14

I was just wondering, how references are internally stored? I felt that an understanding deep down that level will make me understand the concept pointer vs reference better and making decision choices.

I suspect that it basically works same as pointers but the compiler takes care of handling pointers. Please advise.

howtechstuffworks
  • 1,824
  • 4
  • 29
  • 46
  • 6
    "I felt that an understanding deep down that level will make me understand the concept pointer vs reference better" I don't think that would help any. – Mr.Anubis Feb 18 '12 at 14:57
  • 1
    You can try this: http://eetimes.com/discussion/programming-pointers/4023307/References-vs-Pointers – Vlad Feb 18 '12 at 14:58
  • @MR.Anubis..... what do you mean? – howtechstuffworks Feb 18 '12 at 16:02
  • well one thing to know, when compiler creates the symbol table, It has two symbols referring to memory block object i.e `int x; int& y=x;` , here `x` and `y` are those two symbols. but it's compiler dependent , they might use pointer to implement reference. I'm just 60% sure about my theory :) – Mr.Anubis Feb 18 '12 at 16:22
  • Yeah exactly, this what I felt, I feel lot more clearer, when I think in terms of reference as another name. and btw 60% is lot better for me... lol – howtechstuffworks Feb 18 '12 at 18:07
  • 1
    Pointer and reference are a way to access remote/different memory location. With pointers this is explicit. You know you are pointing to something and hence must be careful. With references you, the compiler handles the internals for you. So pointer->explicit reference->implicit.

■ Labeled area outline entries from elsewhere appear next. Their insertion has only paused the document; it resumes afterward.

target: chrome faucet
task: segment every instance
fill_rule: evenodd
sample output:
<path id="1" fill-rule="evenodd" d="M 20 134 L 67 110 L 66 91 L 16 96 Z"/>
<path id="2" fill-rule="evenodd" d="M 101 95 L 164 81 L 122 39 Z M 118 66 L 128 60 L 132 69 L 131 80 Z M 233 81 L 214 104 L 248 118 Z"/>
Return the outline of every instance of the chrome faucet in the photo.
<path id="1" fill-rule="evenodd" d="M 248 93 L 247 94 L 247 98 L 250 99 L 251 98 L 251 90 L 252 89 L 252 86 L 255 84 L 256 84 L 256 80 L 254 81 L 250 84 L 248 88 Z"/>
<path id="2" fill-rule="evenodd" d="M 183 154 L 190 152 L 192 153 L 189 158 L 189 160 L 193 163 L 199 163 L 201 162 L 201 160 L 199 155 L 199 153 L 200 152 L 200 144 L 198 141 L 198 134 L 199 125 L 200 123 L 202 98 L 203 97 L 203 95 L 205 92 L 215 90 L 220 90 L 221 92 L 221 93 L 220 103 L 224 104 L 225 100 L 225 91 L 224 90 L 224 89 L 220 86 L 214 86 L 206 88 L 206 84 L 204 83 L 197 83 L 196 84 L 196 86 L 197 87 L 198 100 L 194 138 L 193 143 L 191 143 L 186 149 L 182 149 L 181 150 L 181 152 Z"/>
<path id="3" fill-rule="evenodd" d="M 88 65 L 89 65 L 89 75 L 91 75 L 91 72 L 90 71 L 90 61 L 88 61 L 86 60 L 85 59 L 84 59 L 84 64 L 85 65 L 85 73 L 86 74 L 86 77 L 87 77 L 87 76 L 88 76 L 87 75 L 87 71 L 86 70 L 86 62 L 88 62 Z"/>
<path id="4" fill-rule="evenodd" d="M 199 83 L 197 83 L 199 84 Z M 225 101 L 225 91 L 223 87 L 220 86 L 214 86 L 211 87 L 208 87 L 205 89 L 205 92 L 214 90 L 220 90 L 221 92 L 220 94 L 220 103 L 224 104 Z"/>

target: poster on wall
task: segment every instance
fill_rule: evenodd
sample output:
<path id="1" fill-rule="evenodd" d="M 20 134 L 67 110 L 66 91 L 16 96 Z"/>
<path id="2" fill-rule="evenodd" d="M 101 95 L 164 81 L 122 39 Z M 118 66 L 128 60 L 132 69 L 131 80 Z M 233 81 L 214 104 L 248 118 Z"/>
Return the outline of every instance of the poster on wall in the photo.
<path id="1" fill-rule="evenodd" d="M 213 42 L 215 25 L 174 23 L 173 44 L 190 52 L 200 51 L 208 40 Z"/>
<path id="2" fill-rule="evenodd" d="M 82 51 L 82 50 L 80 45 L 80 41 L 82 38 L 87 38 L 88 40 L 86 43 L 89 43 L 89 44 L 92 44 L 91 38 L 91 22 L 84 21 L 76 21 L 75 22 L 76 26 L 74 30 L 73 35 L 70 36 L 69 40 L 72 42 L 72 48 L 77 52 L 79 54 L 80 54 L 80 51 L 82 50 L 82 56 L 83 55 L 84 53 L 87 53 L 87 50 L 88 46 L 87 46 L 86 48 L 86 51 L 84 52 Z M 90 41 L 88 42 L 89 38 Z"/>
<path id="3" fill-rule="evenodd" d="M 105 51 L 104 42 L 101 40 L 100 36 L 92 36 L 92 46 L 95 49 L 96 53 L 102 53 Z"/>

There are much more differences between both of them but this is the basic difference. – prathmesh.kallurkar Feb 19 '12 at 05:51
  • 1
    Possible duplicate of [How C++ reference works](https://stackoverflow.com/q/7418483/608639) and [How is reference implemented internally?](https://stackoverflow.com/q/3954764/608639) – jww Nov 05 '18 at 09:58
  • @tripleee - Can you look this over for closing? – jww Nov 05 '18 at 09:59

3 Answers3

16

There's no requirement that a reference be "stored" in any way at all. As far as the language is concerned, a reference is just an alias of some existing object, and that's all that any compiler must provide.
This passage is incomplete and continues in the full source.